I am simulating data for a mixture model using the montecarlo command with the syntax below. I am using Mplus, Version 3.0. In each of the four classes, probabilities for solving the seven items are given (‘model population’ part) according to assumptions concerning how these items relate to two attributes and error probabilities. In the ‘model’ and ‘model constraint’ part, the tresholds of the binary items are named and set equal according to the assumptions of the population model. As the result, mplus creates a data file. Mplus says, the 6000 cases in this file distribute on the four classes like this: N(C1) = 932, N(C2) = 201, N(C3) = 273 and N(C4) = 4592. But if I open the dat-file in SPSS and check the frequencies of the class variable, it goes N(C1) = 1515, N(C2) = 1463, N(C3) = 1513 and N(C4) = 1509.
Now, three questions: 1) How would you explain this? My feeling is that Mplus fixes the proportion ‘cases per class’ to be equal as the default. But the Mplus-Ns above contradict to this, don’t they? 2) Is there a way to change it, that means to have unequal distribution of cases on classes (maybe by adding something to the ‘model population’ command)? 3) The POPULATION VALUES FOR LATENT CLASS REGRESSION MODEL PART of tech1 are zero (‘0’) for all four classes. In my understanding, that is, no ‘population values’ are given for the estimation of the means of the latent class variable in the four groups. So they are estimated freely in groups one to three (fourth is set to zero). Now, if I would specify different means in the four groups (via ‘model population’), the proportions ‘cases in latent classes’ should change, right? But: How do I specify population values for these means.
I apologize, if these questions are adressed in your handbook and I am just not able to find the right pages...
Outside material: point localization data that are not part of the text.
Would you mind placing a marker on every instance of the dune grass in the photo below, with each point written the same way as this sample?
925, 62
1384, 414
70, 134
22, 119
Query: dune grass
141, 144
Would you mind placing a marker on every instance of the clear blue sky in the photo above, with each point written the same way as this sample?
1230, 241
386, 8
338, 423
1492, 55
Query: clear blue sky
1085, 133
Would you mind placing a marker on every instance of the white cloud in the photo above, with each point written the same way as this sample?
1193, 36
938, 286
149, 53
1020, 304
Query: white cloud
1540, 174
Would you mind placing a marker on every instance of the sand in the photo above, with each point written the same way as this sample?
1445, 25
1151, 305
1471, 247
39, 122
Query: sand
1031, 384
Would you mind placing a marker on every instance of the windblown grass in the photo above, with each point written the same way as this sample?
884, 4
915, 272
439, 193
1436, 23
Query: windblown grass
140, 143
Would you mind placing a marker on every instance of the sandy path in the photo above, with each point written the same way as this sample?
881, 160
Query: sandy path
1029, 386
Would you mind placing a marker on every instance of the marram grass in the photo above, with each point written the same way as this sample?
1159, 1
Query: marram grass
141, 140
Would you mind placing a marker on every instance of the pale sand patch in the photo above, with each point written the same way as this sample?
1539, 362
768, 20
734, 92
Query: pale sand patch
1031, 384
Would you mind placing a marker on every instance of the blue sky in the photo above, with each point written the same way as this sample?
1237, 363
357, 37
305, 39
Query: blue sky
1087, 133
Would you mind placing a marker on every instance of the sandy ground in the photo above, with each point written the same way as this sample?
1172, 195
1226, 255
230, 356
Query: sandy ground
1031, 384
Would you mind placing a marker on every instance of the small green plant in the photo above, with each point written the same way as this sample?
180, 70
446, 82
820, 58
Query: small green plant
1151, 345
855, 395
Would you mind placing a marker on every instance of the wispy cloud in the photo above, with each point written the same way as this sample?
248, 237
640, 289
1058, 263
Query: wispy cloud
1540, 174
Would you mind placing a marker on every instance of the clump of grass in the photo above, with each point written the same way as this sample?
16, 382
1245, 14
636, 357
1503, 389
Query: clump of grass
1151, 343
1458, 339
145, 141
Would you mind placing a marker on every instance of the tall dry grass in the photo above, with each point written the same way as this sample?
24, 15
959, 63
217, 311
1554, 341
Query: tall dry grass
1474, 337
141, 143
Thanks in advance and greetings from Berlin, Germany Michael Leucht
NOW HERE IS MY SYNTAX:
TITLE: Monte-Carlo Simulation for DINA Model, 2 Attribute;
I assume the number of people in each class using SPSS is determined using most likely class membership. Mplus uses posterior probabilities. These can be very similar or very different depending on the entropy. Your results do look strange. There have been many changes since Version 3.0. I suggest downloading Version 4.0 and rerunning your analysis. If you continue to have questions about the results, please send the input, output, and your license number to email@example.com. When it is necessary to post an input, it is most likely an Mplus support question and should be sent to support.
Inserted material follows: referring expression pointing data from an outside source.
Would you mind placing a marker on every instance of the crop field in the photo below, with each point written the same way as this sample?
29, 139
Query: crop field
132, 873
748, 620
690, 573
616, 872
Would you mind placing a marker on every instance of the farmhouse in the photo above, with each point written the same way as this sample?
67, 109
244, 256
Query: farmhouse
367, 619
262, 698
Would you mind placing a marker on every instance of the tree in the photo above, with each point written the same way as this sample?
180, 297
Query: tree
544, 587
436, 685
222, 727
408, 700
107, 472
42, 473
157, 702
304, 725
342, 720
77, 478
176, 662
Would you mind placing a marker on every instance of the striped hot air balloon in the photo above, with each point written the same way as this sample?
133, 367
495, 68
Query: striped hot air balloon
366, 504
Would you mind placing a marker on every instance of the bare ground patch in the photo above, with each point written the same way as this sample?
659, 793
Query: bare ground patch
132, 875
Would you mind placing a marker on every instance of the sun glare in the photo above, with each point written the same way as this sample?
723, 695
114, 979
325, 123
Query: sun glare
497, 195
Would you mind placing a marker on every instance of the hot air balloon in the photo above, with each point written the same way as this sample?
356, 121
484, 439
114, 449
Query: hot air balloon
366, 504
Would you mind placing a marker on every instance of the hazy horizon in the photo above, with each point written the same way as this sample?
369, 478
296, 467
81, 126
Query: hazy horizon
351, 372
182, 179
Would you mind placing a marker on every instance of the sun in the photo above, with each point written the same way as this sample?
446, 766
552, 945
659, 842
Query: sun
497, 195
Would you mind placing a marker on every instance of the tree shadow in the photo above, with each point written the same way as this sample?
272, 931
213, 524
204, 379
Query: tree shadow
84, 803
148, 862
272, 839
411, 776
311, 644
You really need to send this to support (input, output, license number), otherwise we'd just be guessing what you are seeing.
Note that your Model statement does not give any true values for the parameters and since Monte Carlo by default does not use random starts, you will not get a good solution. And yes, Mplus defaults to equal class sizes. The way to specify the class sizes you want is shown in the User's Guide example 11.3.
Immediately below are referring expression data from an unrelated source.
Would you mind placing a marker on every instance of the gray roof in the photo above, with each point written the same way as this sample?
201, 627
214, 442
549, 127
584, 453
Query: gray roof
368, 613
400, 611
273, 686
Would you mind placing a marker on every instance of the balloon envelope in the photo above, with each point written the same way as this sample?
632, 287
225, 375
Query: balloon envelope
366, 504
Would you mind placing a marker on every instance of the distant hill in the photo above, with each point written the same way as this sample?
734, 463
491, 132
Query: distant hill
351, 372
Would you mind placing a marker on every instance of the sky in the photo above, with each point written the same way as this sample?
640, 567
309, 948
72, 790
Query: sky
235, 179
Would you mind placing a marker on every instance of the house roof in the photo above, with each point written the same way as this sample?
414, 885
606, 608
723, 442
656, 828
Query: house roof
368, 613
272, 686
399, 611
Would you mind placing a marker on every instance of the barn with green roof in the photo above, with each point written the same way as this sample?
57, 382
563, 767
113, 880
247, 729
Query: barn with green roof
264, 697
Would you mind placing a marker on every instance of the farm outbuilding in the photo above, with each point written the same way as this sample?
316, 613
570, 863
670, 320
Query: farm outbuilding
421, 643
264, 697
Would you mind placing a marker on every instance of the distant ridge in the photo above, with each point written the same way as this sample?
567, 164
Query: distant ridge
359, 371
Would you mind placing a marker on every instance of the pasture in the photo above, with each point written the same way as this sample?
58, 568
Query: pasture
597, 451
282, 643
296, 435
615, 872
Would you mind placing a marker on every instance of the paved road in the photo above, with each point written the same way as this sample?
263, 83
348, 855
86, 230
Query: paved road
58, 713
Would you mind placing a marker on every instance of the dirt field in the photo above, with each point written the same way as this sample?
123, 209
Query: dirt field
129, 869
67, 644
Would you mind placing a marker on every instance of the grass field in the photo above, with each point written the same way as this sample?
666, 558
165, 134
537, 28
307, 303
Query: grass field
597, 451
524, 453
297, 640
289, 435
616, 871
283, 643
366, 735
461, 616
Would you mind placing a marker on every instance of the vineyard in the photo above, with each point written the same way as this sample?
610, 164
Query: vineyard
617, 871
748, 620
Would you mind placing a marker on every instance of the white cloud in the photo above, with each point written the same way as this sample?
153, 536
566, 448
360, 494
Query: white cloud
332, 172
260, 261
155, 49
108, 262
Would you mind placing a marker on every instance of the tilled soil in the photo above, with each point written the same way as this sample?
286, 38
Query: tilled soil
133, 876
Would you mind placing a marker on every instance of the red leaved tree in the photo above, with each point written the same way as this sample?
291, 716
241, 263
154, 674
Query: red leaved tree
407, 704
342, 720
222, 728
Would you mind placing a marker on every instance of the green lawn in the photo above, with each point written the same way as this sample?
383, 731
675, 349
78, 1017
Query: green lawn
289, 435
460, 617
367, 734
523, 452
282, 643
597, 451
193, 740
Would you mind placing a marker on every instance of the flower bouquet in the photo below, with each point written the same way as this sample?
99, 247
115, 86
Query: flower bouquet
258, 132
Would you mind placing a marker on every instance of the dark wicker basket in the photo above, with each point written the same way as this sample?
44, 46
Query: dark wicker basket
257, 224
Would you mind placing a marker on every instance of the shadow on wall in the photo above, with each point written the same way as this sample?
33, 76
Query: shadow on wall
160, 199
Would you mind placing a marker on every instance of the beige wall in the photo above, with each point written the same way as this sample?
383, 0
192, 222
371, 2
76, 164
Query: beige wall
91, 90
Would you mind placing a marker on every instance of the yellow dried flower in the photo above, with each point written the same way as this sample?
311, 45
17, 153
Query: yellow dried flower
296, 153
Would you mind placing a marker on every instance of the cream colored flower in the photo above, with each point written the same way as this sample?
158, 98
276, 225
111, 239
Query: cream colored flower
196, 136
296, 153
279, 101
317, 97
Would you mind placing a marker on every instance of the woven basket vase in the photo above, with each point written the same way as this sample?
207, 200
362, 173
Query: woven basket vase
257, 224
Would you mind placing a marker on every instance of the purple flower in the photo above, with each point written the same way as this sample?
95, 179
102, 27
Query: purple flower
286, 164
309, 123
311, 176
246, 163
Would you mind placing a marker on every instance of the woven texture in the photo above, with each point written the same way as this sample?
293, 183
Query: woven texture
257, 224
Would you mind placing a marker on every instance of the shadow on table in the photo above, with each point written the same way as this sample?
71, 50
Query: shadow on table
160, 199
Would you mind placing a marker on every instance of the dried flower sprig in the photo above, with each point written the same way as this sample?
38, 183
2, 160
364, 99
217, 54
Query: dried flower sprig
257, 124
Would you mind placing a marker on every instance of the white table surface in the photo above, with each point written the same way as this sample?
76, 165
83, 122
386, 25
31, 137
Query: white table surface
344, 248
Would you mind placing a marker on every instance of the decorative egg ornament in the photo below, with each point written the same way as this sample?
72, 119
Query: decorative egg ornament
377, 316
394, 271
Hi, In the Mplus guide there is an example (11.3) where you simulate two latent classes and recover a model with one class. I am trying to do something similar, but I have 5 latent categorical variables (A B C D AND E), 4 with 6 classes and one with 2 classes. However, Mplus gives me an error: Unknown class label in MODEL POPULATION: %A#1%
Is it actually possible in Mplus to simulate a mixture model with more than one latent categorical variable? Is there a command like MODEL POPULATION A:?
Sean F posted on Wednesday, October 07, 2009 - 12:26 pm
Dear Dr. Muthén,
In one of your posts above, you mentioned that example 11.3 shows how to run a Monte Carlo simulation where latent class sizes are unequal. Unfortunately, I cannot seem to figure out how to vary the class sizes from the example. I also tried running the syntax for 11.3, but the simulated data gives me equal class sizes. I am hoping to run a MC simulation where the population has three latent classes of unequal proportions. I appreciate your help.
Assuming no "c ON x", the class sizes are given by the values for the [c#.] logits. You translate from 3-class probabilities p1, p2, p3 to logits for c#1 and c#2 by using the UG chapter 13 formulas for intercepts in multinomial logistic regression as follows.
[c#1] = elog(p1/p3) [c#2] = elog(p2/p3)
So for example with probs = .5, .25, .25 you get
Ross Crosby posted on Tuesday, April 20, 2010 - 2:01 am
I am also interested in manipulating class sizes, but for a four-class solution. Can you please help me understand what to put in to get a 0.2, 0.2, 0.5, and 0.1 class probabilies? Following the suggestion above does not seem to produce the sizes predicably. Thanks.
I am having trouble setting up a monte carlo simulation study for a LVMM study. I want to determine my sample size prior to collecting data. I have 7 continuous variables and 2 dichotomous variables that will be used to determine classes (my latent variable will be categorical). This is exploratory, so I don't know how many classes will be generated.
I have read many discussion boards on this site, the Mplus user's guide (version 6), and the Muthen & Muthen, 2002 and Nylund et al., 2007 papers, but I am still confused. Many of the examples are more complicated than my model, and I am not sure how to deconstruct the syntax.
Do you have an example you could share for a monte carlo simulation of a LVMM with both continuous and categorical variables? Or perhaps there is a discussion with this information that I am overlooking?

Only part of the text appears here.